Finley, Hughes to Receive NEA Grants : Arts: Controversial performance artists were previously denied awards.

Share
TIMES STAFF WRITER

The National Endowment for the Arts is expected to announce Thursday new grants totaling $40,000 for two prominent performance artists to whom NEA funds were rejected last year in a failed bid to placate the agency’s political critics.

The decision--reportedly reached last week by NEA Chairman John E. Frohnmayer--will bring to a nearly anticlimactic close one element of the ongoing arts endowment controversy. The content and timing of the announcement were confirmed by top NEA sources Tuesday.

Frohnmayer’s decision on grants to New York performers Karen Finley and Holly Hughes had been the subject of speculation for several weeks. While the announcement that the grants will be made is not expected to quiet criticism of the NEA chairman among artists, approval of the money will not further exacerbate Frohnmayer’s difficulties with artists.

Advertisement

On the other hand, the decision to issue grants to Finley and Hughes creates the risk of new controversy with conservative politicians and religious groups, who had focused blistering criticism on performance-art work by the two women last year. Finley’s work is strongly feminist in tone and Hughes regularly deals with lesbian themes and issues.

Frohnmayer is expected to announce Thursday that he will accept a unanimous recommendation by the NEA’s advisory National Council on the Arts--reached in early November--to approve the grants.

Last year, Frohnmayer overruled NEA grant panels and rejected unrelated fellowships to Finley, Hughes and two other performance artists. A lawsuit challenging the decision, on grounds that the NEA chairman used political rather than artistic standards to reach it, is pending in U.S. District Court in Los Angeles.

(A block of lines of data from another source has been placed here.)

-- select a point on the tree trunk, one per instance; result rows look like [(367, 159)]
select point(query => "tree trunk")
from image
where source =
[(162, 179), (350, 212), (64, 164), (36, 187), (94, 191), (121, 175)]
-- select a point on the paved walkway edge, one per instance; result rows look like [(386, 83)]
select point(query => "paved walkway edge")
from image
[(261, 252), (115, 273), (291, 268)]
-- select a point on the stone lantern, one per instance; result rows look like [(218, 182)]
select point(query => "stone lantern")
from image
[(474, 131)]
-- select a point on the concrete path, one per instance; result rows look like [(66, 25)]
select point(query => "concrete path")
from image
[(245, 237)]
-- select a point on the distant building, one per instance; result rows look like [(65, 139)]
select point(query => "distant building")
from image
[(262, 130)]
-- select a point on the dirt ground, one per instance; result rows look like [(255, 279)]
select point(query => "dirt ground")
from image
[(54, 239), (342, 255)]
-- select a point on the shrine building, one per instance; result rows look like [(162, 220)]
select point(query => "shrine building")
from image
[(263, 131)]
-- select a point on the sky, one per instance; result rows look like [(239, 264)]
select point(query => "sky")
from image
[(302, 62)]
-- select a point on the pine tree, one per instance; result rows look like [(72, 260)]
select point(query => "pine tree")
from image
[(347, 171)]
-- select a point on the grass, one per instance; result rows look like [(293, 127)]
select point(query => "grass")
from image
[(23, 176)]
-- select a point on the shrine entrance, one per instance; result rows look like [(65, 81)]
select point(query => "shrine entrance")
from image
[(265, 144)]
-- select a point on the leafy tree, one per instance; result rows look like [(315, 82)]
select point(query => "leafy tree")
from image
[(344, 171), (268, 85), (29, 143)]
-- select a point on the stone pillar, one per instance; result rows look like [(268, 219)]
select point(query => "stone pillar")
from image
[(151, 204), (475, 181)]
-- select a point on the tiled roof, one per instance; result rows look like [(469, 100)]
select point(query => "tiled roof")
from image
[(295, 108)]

The Frohnmayer announcement will also include three other potentially controversial grants that were sent to a newly constituted NEA review panel last summer. The move came after The Times disclosed that artists with financial interests in five NEA grants were members of panels that evaluated the applications. The November vote unanimously recommending the grants for funding came after the grants had been subjected to a complete re-evaluation by a new grant-review committee.

The $25,000 grant involving Finley is technically being awarded to the Kitchen Center for Video, Music and Dance in New York City. It will support production of a performance work that “deconstructs” conventional TV talk shows.

The Hughes grant, valued at $15,000, is to support production by the Downtown Arts Center of New York of a work titled “No Trace of the Blond,” which explores feminist themes using subject matter dealing with vampirism.